HC Deb 02 February 1966 vol 723 cc223-4W
71. Sir Clive Bossom

asked the Minister of Transport what study she has made of the results achieved in countries which make it an offence to drive with more than a specified amount of alcohol in the blood; and what evidence is available concerning the reduction of accidents achieved by such legislation.

Mrs. Castle

The experience of foreign countries which already have a law of this kind has been taken into account in preparing the new legislation on drink and driving.

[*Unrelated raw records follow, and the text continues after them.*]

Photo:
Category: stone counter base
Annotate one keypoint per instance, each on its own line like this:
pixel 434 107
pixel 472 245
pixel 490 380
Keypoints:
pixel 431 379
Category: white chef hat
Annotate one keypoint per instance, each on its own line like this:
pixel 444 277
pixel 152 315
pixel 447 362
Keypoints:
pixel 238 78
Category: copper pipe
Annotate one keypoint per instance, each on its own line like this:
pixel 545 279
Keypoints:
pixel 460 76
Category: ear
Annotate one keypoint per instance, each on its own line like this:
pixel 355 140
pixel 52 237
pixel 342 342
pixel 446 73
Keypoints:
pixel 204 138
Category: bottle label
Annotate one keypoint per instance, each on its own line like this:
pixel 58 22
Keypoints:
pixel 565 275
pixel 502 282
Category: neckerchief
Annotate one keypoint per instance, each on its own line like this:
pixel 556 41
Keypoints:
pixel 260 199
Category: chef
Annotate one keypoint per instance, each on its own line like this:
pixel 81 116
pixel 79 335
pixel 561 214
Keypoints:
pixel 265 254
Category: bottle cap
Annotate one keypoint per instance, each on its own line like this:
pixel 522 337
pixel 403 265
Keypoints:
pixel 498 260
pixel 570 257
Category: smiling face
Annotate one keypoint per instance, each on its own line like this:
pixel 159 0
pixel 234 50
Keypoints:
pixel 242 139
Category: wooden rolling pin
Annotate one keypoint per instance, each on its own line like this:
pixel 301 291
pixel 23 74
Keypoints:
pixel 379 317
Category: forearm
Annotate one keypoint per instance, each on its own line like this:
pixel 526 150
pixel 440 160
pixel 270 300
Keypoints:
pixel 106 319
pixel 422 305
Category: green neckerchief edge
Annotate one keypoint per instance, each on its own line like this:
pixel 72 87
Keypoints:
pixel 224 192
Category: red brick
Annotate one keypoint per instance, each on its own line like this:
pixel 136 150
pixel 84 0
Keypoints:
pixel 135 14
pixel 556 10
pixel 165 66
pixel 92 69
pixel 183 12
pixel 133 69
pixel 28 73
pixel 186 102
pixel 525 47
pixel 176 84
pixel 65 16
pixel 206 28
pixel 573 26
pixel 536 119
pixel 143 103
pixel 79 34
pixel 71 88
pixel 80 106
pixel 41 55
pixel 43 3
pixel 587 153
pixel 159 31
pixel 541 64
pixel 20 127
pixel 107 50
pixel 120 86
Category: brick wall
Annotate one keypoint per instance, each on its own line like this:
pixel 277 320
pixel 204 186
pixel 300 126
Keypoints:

Evidence from both Austria, which has recently introduced legislation similar in many respects to that proposed in the Road Safety Bill, and from Sweden, which has had a law of this kind since 1941, indicates a considerable saving in accidents as a result.

77. Sir M. Redmayne

asked the Minister of Transport what reply she has given to the representations made to her by bodies acting on behalf of road users pointing out that the proposal to authorise random checks of alcohol consumed puts at risk the ready acceptance of the other stringencies of her policy and requesting that she should revise the draft of the proposed legislation accordingly.

Mrs. Castle

Bodies representing road users have expressed differing views on this subject. My right hon. Friend the Home Secretary and I have considered the views expressed to my predecessor on behalf of the motoring organisations; we have decided that, for the reasons given in the White Paper, random tests are the fairest and most effective way of enforcing the proposed law. The Bill as published provides for them.

81. Mrs. Joyce Butler

asked the Minister of Transport if she will seek powers to introduce random roadside breath tests of motorists as soon as possible.

Mr. John Morris

Such powers are included in the Road Safety Bill introduced last Thursday.